SIOUX CITY | Kristin Whitsel slips Slowdown Snail onto her hand and asks her kindergarten class why he's there.
Without hesitation, a little girl answers that the puppet reminds them to slow down and not be so bouncy and talkative.
Whitsel nods her head in agreement.
"He reminds us to slow down and think, think, think about how we treat others," Whitsel said.
In another wing at Sioux City's Spalding Park Elementary School, Tina Buhrman teaches her fifth-graders about supportive behavior through a scenario in which an aunt's playful teasing embarrasses her nephew in front of his friends. She shows her class a picture of a young boy placing a comforting hand on his friend's shoulder.
"By letting other people know you care about them, you can be a better friend," Buhrman tells her students. "You can say, 'It's OK,' and that can make a world of difference."
Both teachers were using a lesson out of Second Step, a social skills program used in the Sioux City Community School District's elementary and middle schools. The district's high schoolers participate in Mentors & Violence Prevention, or MVP. Both programs offer age-appropriate discussions on how to respond to bullying and harassment and treat others respectfully.
The programs illustrate what all schools face: the challenge to offer bullying prevention education that students at every grade level can understand. The best way to tackle bullying isn't necessarily gathering students of all ages into a gymnasium to listen to a speaker.
"I think schools really want and need more guidance on what is helpful. Really, what's important is that whatever work is done, it is done in a way that gets at good practices in bullying prevention," said Penny Bisignano, an Iowa Department of Education consultant specializing in bullying prevention and intervention.
Sioux City's elementary school students begin with the basics. Kindergarteners start with how to be quiet and listen. As students advance through elementary school into middle school, weekly lessons focus on more advanced concepts such as empathy and how to handle emotions. At each grade level, scenarios are presented to help illustrate the lesson.
Marilyn Charging, the district's director of pupil services and equity, said Second Step builds on those skills from year to year. Using a program geared toward each specific grade level makes it easier for kids to understand.
"I think this was really good because it was age-appropriate," Charging said. "I think it's easier to address in elementary."
Jim Vanderloo, Sioux City's director of secondary education, said the MVP program addresses situations specific to high school students.
"These conversations are high school conversations. You would not see these conversations at the elementary school level," he said.
Not all schools have the resources of a large district such as Sioux City's. Administrators in smaller districts find ways to stretch their dollars while providing programming that reaches students at all grade levels.
"We try to find speakers and presenters that can hit all age groups," said Scott Bailey, superintendent at Kingsley-Pierson Community School District in rural Plymouth County.
Bailey said his district strives to provide age-appropriate programming. This year, the district implemented a new program of adviser/advisee groups that meet 15 minutes each day and are led by staff members.
"I think our staff has been very positive with things we've been doing," Bailey said.
That adult/staff component is key to whichever route schools take to address bullying and harassment, Bisignano said.
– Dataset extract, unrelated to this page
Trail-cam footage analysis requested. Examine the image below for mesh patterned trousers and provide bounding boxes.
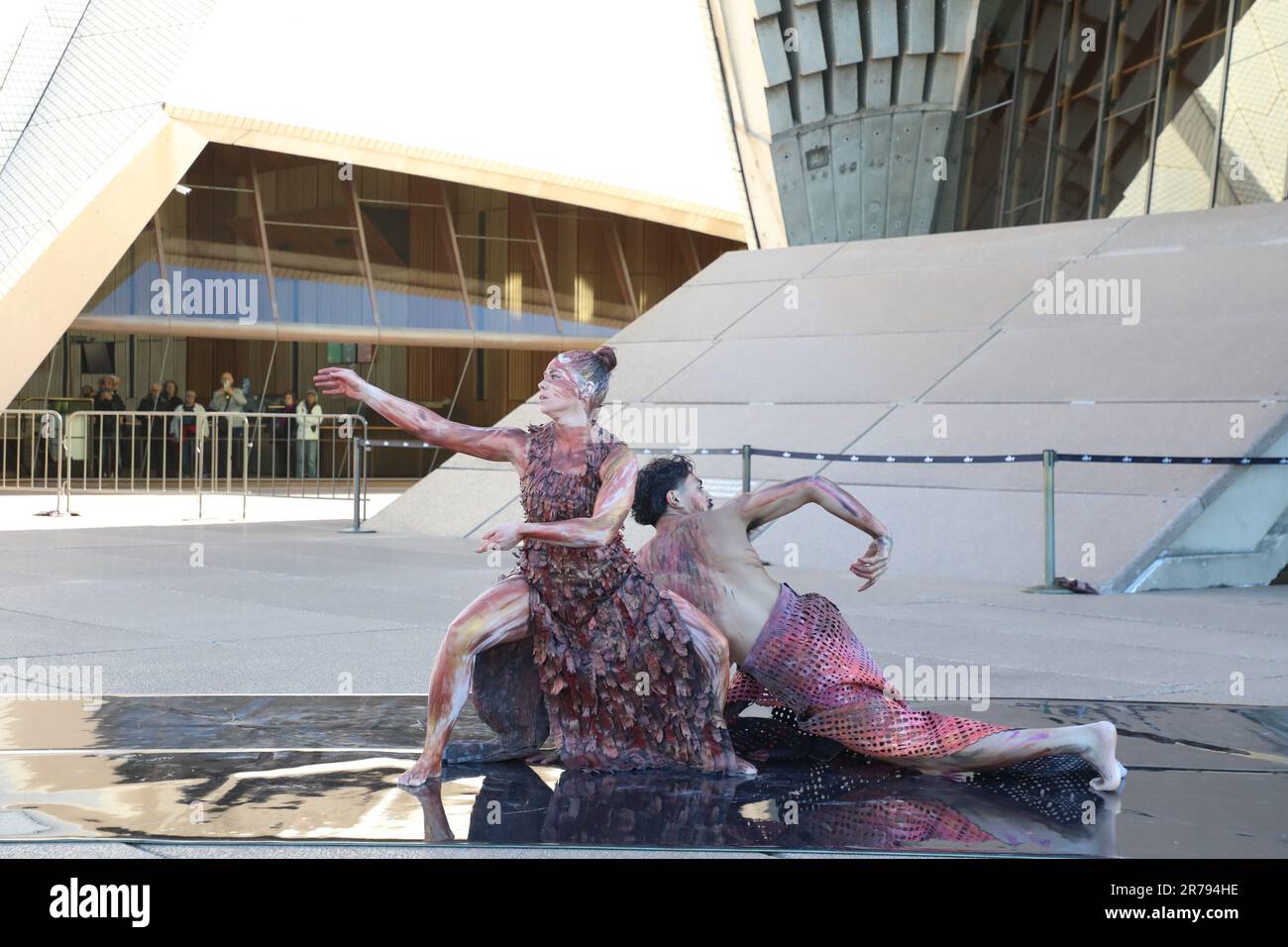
[728,582,1012,759]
Before any action can be taken, a school's staff must be trained to recognize what bullying is and isn't and how to intervene when it occurs.
"I think we're still working across the state to get that across," Bisignano said.
Vanderloo said the MVP program hasn't eliminated bullying but that it has helped students and faculty members deal with and reduce problematic behavior. School administrators continue to seek ways to reach more students and educate their staffs.
"We look at what needs we have and aren't being met and address it accordingly," Vanderloo said. "The goal is to have better behavior."